Besides experiments in spinal cord WM, a sample of water doped with MnCl2 was used for sequence testing. The concentration was 0.135 mM to produce a T1 of approximately 750 ms and a transverse relaxation time T2 of approximately 50 ms at room temperature 33.

Hardware setup

The NMR tube was placed in the center region of a custom-made TxRx Helmholtz coil (radius and spacing 16 mm) described elsewhere 34. This coil was mounted inside a cuboid box (235 mm × 295 mm × 380 mm; Supplementary Fig. S1) made of 18 mm-thick beech wood panels to enable measurements above room temperature 35. Elevated temperature was achieved by a stream of heated air from a heat exchanger located outside the magnet room. The airflow was transferred through approximately 12 m of flexible tubing (inner diameter 35 mm), which was thermally insulated with polyurethane foam. It was drawn from the magnet room via a waveguide by an adjustable vacuum cleaner (WD 3P, Kärcher, Winnenden, Germany), passed through a heater, and then transferred into the box via another waveguide. The heater consisted of a simple heating plate and an aluminum heat sink encased in sheet metal as a heat exchanger. To avoid hysteresis effects of the heater, which would result in periodic temperature fluctuations, the heating plate’s bimetal regulator was set to maximum and both the vacuum cleaner and the heater were adjustable via external phase-angle controllers. Temperature was monitored at three positions: inside the box close to the sample, in the scanner room, and inside the tubing (Supplementary Fig. S2), using a fiberoptic system (Optocon; Weidmann, Dresden, Germany). Another feature of this setup was a mechanism that allowed precise sample reorientation without removing the box from the scanner’s isocenter. For this purpose, a 3D-printed universal joint, combined with a worm gear, was mounted on the outside of the wooden box to transfer the rotation of a wooden crank (one full rotation resulted in a 2° tilt of the NMR tube), which was easily accessible to the operator.

MR-investigations

All experiments were performed on a MAGNETOM Skyrafit 3 T scanner (Siemens Healthineers, Erlangen, Germany) operated under the software baseline syngo MR VE11E. For all measurements, customized pulse sequences were utilized with an identical 1D readout (0.965 mm nominal resolution) along the sample axis. During the experiments (total duration 10–12 h for each temperature), the temperature inside the box was maintained at 35.7–36.2 °C or at 21.6–22.9 °C to minimize confounds due to temperature fluctuations or drifts (Supplementary Fig. S2). The reference transmitter amplitude for a 1 ms-long 180° rectangular pulse was carefully calibrated (17.3 V) with a pulse-width array experiment 34,36. It consisted of 20 measurements using rectangular pulses with stepwise incremented durations (1.7 ms ≤ τp ≤ 2.27 ms).

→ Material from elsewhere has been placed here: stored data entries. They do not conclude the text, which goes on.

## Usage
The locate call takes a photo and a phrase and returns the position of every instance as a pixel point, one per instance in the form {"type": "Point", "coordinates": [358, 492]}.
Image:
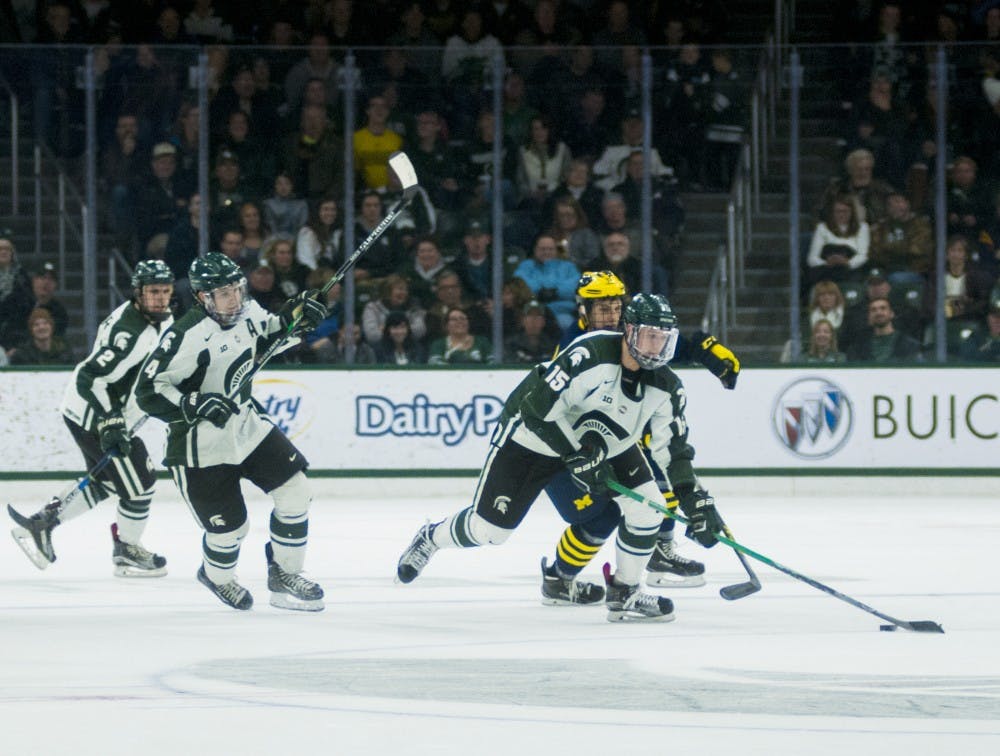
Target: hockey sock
{"type": "Point", "coordinates": [132, 517]}
{"type": "Point", "coordinates": [288, 539]}
{"type": "Point", "coordinates": [633, 546]}
{"type": "Point", "coordinates": [574, 551]}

The sample orientation was varied between angles of 0° (corresponding to a parallel alignment with the external field B0) and 90° (corresponding to a perpendicular alignment with the external field B0) in a pseudorandomized order without removing the box from the magnet. Measurements were performed with a total of 11 rotation angles, starting and ending with a 90° orientation, to verify stable conditions (e.g., absence of scanner drifts, no tissue degradation). At selected rotation angles (0°, 40°, 90°), θFB was validated by diffusion tensor imaging (DTI; echo time, TE = 80 ms; repetition time, TR = 4 s; acquisition time, TA = 4 min 28 s) with 60 gradient directions (two different gradient strengths with b-values of 1200 and 1500 s/mm2) interleaved with 7 measurements without diffusion-sensitizing gradients. θFB was retrieved from the angle between the diffusion tensor eigenvector corresponding to the largest eigenvalue (principal eigenvector), e1, and the direction of B0 according to:

cosθFB=e1·B0/e1B0 1

The local transmit field B1+ was measured with a flip-angle array of rectangular pulses (nominal α = 0°, 45°, 90°, …, 315°, TR = 4 s, τp = 500 μs) by fitting the magnitude signal to absσ·sinxscaleα, where σ is a scaling factor that accounts for differences in local proton density and coil sensitivity, and xscale is the local B1+ scaling factor.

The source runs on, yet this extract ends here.